Lo primero fué que esa noche cayó sobre Lima una lluvia fría y desesperada que duró tres días. Se consideró un evento meteorológico excepcional atribuido a incendios en el hemisferio norte, y yo pensaba en Elena y su paraguas y si la pena le permitiría sacármelo en cara mañana después del café.
Lo segundo fue que al llegar a casa encontré un sobre en la entrada, todo mojado, todo miserable.
El sobre parecía haber sido dejado ahí 5 años antes, pero la fecha era de 5 años después. Dentro había una carta que narrába la heroica muerte del Vicealmirante Guido en batalla un martes 13 de agosto. Su barco hundido. Su grito de guerra. Las medallas en su pecho. Y esa lágrima seca de no querer luchar más estancada en el bode de sus labios susurrando: son los tiempos que corren.

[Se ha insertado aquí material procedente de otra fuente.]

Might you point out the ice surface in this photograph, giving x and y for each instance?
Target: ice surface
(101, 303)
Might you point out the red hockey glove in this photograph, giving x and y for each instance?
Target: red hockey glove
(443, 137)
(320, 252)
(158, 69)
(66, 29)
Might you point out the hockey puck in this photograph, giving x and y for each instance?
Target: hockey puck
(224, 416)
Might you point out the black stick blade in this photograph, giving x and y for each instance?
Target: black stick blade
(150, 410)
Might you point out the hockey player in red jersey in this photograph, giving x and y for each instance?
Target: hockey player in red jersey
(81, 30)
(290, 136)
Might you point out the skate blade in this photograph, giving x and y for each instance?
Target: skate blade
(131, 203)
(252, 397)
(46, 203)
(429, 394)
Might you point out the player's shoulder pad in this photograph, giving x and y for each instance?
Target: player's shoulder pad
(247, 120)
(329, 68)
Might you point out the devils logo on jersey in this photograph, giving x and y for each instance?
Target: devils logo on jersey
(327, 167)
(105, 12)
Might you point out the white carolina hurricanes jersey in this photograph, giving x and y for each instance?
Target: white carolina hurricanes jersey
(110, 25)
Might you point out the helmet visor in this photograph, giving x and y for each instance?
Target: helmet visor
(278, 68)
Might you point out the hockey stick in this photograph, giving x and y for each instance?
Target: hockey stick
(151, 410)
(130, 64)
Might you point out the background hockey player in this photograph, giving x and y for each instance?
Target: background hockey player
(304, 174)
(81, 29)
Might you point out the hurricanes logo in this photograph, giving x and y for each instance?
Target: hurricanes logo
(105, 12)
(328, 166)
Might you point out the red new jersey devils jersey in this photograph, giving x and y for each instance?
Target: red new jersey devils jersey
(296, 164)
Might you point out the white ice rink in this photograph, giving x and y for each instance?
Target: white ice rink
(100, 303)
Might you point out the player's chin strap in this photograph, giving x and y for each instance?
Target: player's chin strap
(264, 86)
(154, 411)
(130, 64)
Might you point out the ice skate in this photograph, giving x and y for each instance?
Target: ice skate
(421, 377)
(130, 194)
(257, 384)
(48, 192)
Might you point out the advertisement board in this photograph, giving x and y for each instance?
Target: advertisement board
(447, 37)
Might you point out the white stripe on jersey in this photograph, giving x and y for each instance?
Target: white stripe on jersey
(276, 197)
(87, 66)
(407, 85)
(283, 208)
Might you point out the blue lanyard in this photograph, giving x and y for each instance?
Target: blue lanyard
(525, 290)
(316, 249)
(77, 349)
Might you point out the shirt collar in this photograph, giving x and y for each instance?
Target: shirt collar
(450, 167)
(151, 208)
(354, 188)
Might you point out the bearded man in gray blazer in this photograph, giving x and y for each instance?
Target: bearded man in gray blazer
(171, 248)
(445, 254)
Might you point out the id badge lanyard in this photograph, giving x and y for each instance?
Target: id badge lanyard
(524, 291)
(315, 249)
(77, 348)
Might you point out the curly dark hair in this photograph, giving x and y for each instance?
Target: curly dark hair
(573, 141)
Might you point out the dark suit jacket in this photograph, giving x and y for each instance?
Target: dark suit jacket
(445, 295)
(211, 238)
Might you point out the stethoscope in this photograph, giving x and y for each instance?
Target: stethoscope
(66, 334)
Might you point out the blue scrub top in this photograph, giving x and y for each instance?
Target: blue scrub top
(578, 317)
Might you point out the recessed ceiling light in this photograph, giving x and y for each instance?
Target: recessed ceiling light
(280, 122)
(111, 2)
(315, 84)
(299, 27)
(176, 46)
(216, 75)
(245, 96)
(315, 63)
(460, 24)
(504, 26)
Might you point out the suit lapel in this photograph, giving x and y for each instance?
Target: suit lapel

Entonces pensé en mí, en Elena, en Diego y en Guido. En como Elena y yo tan conectados y siempre a las 5. En cómo seguía viendo a Diego que estaba muerto ahora y en cómo dejaría de ver a Guido que moriría después. Pensé en la cara amarga de Elena en la mañana, en la cara triste pero orgullosa de Guido en el café y en la cara satisfecha de Diego después de esa conversación con Guido que no escuché y sobre la que nunca pregunté. En la estabilidad de lo platónico. En la patria, en la guerra, en el arcoiris.
Lo tercero fue que en ese momento entendí que, al menos por un instante (tan grande en mi memoria pero tan pequeño que sería perfectamente despreciable en el gran pasar del tiempo y de los sucesos) el mundo había funcionado como un tetraedro.